Graphs and arithmetic progressions

In a previous post I wrote about hypergraph complexity, which I encountered in the paper by Conlon, Fox and Zhao [1]. In that same paper, the hypergraph techniques were used to prove a theorem on the existence of arithmetic progressions. In this post, I want to discuss what arithmetic progressions have to do with graphs, which will perhaps give an indication of why the hypergraph approach is useful. To recap, here is the definition of a hypergraph:

Definition 1. Let J be a finite set and r a positive integer. Define {J \choose r} = \{ e\subseteq J: |e| =r\} to be the set of all r-element subsets of J. An runiform hypergraph on J is defined to be any subset H \subseteq  {J \choose r}.

Note that the usual definition of a graph corresponds to the case r=2 in the above definition. One could picture an r-uniform hypergraph as a normal graph, if we require that an edge between v_1 ,\dots v_r exists if and only if there is an edge (in the usual sense of a graph) between v_i and v_{i+1} for i = 1,2,\dots , r-1, plus an edge between v_r and v_1.

Using graphs in the context of arithmetic progressions goes back (at least) to the paper of Ruzsa and Szemeredi [2]. In this, they show that the triangle removal lemma implies Roth’s theorem. For this, I am going to follow the discussion in the book [3]. Consider the following theorem of Ajtai and Szemeredi [3, p23]:

Theorem 2. Let R\subset [N]^2. For \delta >0 there exists an N_0 = N_0 (\delta) such that if |R|\geq \delta N^2 and N\geq N_0, then there exist (x,y), (x+d,y), (x,y+d) \in R for some integer d\neq 0.

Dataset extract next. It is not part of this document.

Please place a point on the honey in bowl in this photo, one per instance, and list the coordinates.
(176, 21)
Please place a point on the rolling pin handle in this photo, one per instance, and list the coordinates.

Getting from Theorem 2 to Roth’s theorem is not hard. Define R\subseteq [N]^2 by letting (x,y)\in R if x-y \in A, where we assume A is some set of integers with density. We assume that [N] is large enough so that A has a density of \delta in [N]. We can see this as a graph with the vertices given by [N], or we can consider [N]^2 as a grid. In the latter case, the “lower left” (under the diagonal) part of the grid contains all possible differences a subset of [N] could generate, and hence each element of A must be represented. We will now try to minimise the occurrences of elements of A, in order to be able to apply Theorem 2. Looking at one half of the grid (the easiest thing is to draw a small one of your own), we see that 1 occurs N-1 times, 2 occurs N-2 times, and so on. Clearly then, if we want to minimise the elements of A, they must occur as the largest numbers available in the grid. The number of occurrences is then at least 1 + 2+ \cdots + \delta N (approximately), which means we have \frac{1}{2} (\delta N)^2 occurrences of A in the worst-case scenario. This means that we can apply the Ajtai-Szemeredi theorem.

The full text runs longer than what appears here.